Fed report keeps oil investment up

Crude oil futures managed a minor upturn on the commodities market today on the strength of a fresh report from the US Federal Reserve, which promised to keep interest rates at near zero value at least for the next 24 months. The announcement bolstered confidence in higher risk commodities, with crude traders taking it as a cue to invest in oil.

West Texas Intermediate for delivery in June rose 57 cents to $104.12 per barrel in New York commodities trading. Brent prices gained 78 cents and settled at $118.94 per barrel on the ICE market in London.

The oil commodity displayed its typical volatility, swinging between green and red for the better part of the morning. However, the Fed’s Open Market Committee decision to keep non-existent interest rates through and into 2014 made for peak oil investment conditions for the day.

Yet the gains posted by crude were limited in the face of other bearish factors. The latest report from the Department of Energy shows higher than first predicted increases in the nation’s fuel inventories. Iran’s negotiations with Russia regarding its nuclear program, and the potential for the lifting of euro zone embargoes also tapered off oil investment.

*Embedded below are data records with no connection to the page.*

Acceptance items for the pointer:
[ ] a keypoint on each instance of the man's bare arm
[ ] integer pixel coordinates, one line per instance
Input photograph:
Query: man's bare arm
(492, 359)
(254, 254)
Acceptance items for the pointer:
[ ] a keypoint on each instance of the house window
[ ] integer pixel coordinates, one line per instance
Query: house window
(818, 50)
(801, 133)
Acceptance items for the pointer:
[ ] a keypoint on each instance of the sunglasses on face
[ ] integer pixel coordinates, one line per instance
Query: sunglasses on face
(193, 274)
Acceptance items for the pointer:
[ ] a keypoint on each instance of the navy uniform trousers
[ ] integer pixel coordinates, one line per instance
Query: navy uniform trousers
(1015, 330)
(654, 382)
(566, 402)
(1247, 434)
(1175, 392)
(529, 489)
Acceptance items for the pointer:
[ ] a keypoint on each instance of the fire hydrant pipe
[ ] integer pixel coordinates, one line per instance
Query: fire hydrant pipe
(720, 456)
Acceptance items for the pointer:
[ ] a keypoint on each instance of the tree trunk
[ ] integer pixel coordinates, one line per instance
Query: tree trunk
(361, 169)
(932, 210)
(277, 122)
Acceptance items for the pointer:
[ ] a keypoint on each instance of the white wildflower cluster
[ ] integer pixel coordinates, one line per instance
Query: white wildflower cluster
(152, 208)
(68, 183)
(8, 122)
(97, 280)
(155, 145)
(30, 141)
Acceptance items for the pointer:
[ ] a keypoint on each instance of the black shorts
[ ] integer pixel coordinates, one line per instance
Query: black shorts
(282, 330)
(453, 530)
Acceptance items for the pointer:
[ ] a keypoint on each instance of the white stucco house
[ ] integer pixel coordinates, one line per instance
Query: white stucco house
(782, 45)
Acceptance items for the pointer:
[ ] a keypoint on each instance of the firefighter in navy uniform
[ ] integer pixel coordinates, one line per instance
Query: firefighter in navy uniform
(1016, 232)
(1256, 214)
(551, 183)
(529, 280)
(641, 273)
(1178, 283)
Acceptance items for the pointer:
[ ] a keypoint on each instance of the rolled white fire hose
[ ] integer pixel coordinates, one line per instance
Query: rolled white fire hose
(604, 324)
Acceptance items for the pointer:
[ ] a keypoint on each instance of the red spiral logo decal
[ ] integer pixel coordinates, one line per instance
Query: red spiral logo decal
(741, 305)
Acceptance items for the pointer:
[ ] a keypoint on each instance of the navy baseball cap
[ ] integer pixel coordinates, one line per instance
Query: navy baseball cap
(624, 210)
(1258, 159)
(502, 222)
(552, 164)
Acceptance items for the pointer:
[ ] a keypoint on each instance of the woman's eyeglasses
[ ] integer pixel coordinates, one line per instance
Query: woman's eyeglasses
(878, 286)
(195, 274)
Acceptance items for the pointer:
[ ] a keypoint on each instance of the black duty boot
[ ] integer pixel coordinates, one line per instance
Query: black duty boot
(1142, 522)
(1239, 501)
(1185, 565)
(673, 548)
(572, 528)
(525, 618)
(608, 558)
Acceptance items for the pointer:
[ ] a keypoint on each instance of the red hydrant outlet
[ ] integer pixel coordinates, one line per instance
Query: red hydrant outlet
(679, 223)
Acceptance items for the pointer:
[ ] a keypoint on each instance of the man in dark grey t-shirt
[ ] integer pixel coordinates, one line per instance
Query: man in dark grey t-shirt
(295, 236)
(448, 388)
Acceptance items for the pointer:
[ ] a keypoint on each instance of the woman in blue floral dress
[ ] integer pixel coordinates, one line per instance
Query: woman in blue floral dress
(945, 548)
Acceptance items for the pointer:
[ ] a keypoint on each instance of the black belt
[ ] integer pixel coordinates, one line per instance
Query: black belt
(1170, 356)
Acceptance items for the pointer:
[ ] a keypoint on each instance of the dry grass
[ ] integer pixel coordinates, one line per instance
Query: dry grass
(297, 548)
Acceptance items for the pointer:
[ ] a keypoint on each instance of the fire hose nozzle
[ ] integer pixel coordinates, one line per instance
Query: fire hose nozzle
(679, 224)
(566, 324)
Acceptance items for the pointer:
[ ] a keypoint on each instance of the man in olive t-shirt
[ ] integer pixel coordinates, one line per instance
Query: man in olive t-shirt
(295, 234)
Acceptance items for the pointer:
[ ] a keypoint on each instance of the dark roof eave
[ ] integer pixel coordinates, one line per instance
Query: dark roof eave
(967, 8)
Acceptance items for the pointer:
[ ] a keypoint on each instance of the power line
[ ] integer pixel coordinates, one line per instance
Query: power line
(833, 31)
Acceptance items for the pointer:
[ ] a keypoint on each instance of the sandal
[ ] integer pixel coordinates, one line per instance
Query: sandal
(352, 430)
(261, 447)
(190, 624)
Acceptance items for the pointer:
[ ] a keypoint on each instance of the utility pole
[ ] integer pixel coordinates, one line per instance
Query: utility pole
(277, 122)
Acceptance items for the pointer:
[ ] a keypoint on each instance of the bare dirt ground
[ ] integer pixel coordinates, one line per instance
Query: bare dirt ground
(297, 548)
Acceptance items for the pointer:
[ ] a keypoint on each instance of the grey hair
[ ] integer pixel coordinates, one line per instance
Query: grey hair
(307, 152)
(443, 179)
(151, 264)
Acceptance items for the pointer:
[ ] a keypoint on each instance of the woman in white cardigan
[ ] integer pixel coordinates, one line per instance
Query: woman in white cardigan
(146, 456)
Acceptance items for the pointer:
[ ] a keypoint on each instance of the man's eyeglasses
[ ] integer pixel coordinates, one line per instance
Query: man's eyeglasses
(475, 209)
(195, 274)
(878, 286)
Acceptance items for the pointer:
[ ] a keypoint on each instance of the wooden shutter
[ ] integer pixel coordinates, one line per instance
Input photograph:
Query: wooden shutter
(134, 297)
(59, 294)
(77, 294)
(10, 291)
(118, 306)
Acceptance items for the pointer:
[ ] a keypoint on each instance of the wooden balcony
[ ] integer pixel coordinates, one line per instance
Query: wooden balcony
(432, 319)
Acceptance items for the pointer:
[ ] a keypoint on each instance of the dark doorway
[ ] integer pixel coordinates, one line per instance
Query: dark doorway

The geo-political tension surrounding Iran’s nuclear program have been crucial in keeping a second bottom under crude futures for the past months, and when that bottom is removed, traders will likely be pressured to abandon the risky commodity. Though crude oil investment has been on the rise lately, it is always difficult to predict where the fluctuating fuel will go next, even without so many wavering affecting factors at play.